Profit Optimization through Data Analytics: Superstore Case Study
C11BD Coursework 2
By Aparna Yellamraju
H00454947
Introduction:
Aim The primary aim of this analysis is to understand the factors that contribute to increasing the profitability of the Superstore company.
Objectives: First, the provided dataset will be imported and data cleaning will be performed to check if the dataset contains errors and outliers. Data cleaning involves identifying and removing any erroneous data entries. Additionally, the presence of outliers, which are extreme values that deviate significantly from the rest of the data, will be addressed.
Once the data is cleaned, summary statistics will be calculated to gain a comprehensive understanding of the dataset's characteristics, including measures of central tendency, dispersion, and the distribution of variables.
To facilitate a visual exploration of the data, plots and charts will be created such as a bar chart and scatter plot are created to visualize and analyze the variables such as profit, subcategories and sales.
The culmination of the analysis will be the implementation of a modeling strategy to identify the factors that contribute most significantly to the Superstore's profitability. Modelling techniques like regression analysis specifically linear and logistic regression are employed.
Finally, and most crucially, the results of the chosen model will be interpreted, and detailed comments will be provided to explain the findings to the client. These comments will highlight the key factors influencing the Superstore's profitability, enabling them to make informed decisions and implement strategies to increase their profits based on the analysis.
Data Import:
Importing data from the given dataset - Superstore.csv and loading it to dataset and then displaying it into rows and columns for further analysis.
Missing value analysis :
The code given below will assess for any missing values in the given dataset "Superstore.csv"

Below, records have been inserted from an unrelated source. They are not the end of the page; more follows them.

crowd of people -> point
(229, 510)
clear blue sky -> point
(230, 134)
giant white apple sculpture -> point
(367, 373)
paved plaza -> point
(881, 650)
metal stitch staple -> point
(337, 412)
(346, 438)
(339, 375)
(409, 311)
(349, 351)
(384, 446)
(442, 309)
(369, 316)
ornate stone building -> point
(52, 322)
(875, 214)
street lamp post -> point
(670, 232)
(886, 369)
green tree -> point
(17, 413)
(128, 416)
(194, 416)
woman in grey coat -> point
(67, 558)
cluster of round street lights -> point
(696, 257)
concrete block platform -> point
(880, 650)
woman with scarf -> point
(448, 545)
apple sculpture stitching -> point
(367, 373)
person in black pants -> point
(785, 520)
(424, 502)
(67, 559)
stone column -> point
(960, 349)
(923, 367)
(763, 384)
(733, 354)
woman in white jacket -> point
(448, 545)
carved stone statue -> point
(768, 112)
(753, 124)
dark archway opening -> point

The dataset appears to be clean and well-structured, with no missing values and appropriate data types assigned to each column. These initial preprocessing steps lay a solid foundation for further analysis and modeling. However, additional steps such as outlier detection and data entry error checks may be necessary to ensure data quality and reliability for advanced analytics tasks.
Detecting the outliers:
Outliers refer to data points that significantly differ from other observations in a dataset. Identifying outliers is crucial in data analysis because they can skew statistical analyses and distort interpretations. Therefore, detecting and appropriately handling outliers is essential for ensuring that there are no inaccurate summaries of the data.
Analysis: Sales Outliers: The high number of sales outliers (1167) suggests significant variability in sales data, indicating potential anomalies or extreme values affecting sales performance. Profit Outliers: With 1881 profit outliers, there are substantial deviations in profit margins, highlighting areas where profitability may be significantly impacted by unusual data points. Quantity Outliers: The presence of 173 quantity outliers indicates instances where order quantities deviate significantly from the norm, potentially affecting inventory management or sales patterns. Discount Outliers: The detection of 858 discount outliers suggests irregularities in discount rates applied, which could impact revenue generation or pricing strategies.

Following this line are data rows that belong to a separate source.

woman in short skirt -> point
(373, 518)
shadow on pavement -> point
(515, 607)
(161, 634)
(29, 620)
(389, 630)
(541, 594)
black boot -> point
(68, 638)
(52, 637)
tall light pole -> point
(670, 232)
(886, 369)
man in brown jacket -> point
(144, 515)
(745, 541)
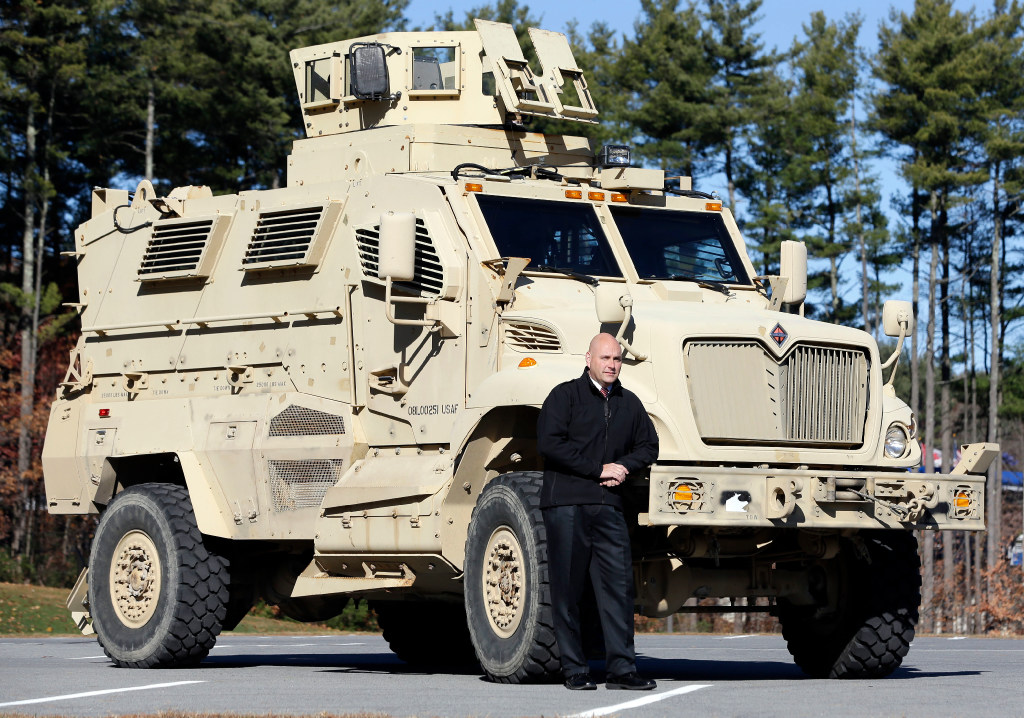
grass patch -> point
(34, 610)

Strategy for removing the extreme outliers
The Interquartile Range (IQR) method is used primarily in statistics and data analysis for assessing the spread or variability of a dataset. It's particularly useful when dealing with skewed data or datasets containing outliers.
The IQR method involves dividing the data into quartiles (Q1, Q2, Q3) and calculating the IQR as the difference between Q3 and Q1. It defines a "fence" outside of Q1 and Q3, where any values falling outside this fence are considered outliers. Outliers are identified as data points that lie below Q1 - 1.5 * IQR or above Q3 + 1.5 * IQR.
Implementation:
To apply the IQR method for outlier detection and removal: 1.Find Q1 (first quartile) and Q3 (third quartile). 2.Calculate the IQR as IQR = Q3 - Q1. 3.Define the normal data range with lower limit as Q1 - 1.5 * IQR and upper limit as Q3 + 1.5 * IQR. Any data point outside this range is considered an outlier and should be removed for further analysis.
Removing extreme outliers:
Analysis:
The removal of extreme outliers using the modified IQR method has significantly reduced the dataset size from 9994 to 8451 records. This indicates that there were 1543 data points identified as extreme outliers and subsequently removed from the dataset. Removing extreme outliers can help improve the quality of data analysis by reducing the impact of skewed or erroneous data points on statistical measures and model performance.
Calculating summary statistics
Summary statistics offer a snapshot of essential information about a dataset, and includes measures like the mean, median, mode, standard deviation, range, quartiles, and other statistical parameters that summarize key aspects of the data.
Analysis: The dataset contains 8451 records after outlier removal. Sales, quantity, discount, and profit exhibit variability in their values. Central Tendency: The mean 'Sales' value is approximately $90.99, with a minimum of $0.44 and a maximum of $783.96. The average 'Quantity' sold is around 5.93 units per transaction. The mean 'Profit' per transaction is $12.49, with values ranging from negative to positive. Variability: 'Sales' and 'Profit' show considerable variability as indicated by their standard deviations. The range of 'Quantity' sold is wide, with a maximum value of 10000 units. Proportion of Returns: Approximately 8.14% of items were returned ('True'), while 91.86% were not returned ('False'). High sales values and negative profit instances must be analyzed to identify areas for improvement to understand contributing factors.
Plotting the Graphs:
Analysis:
Boxplots are useful for visualizing the distribution and identifying potential outliers within each variable.
Quantity:
The boxplot for 'Discount' displays the distribution of discount rates applied to sales transactions. Similar to 'Quantity', the boxplot shows the median, interquartile range, and potential outliers. Outliers in the 'Discount' variable might suggest unusual discounting practices or occasional extreme discount rates applied to certain transactions. Sales Distribution:
The boxplot for 'Sales' visualizes the distribution of sales amounts. Analysis of this plot can reveal the spread of sales values, central tendency, and presence of outliers. Outliers in 'Sales' could indicate exceptionally high-value transactions or unusually low-value sales. Profit Distribution:
The boxplot for 'Profit' represents the distribution of profit amounts. Similar to 'Sales Distribution', it shows the central tendency, spread, and potential outliers in profit values. Outliers in 'Profit' might highlight transactions with exceptionally high or low profit margins.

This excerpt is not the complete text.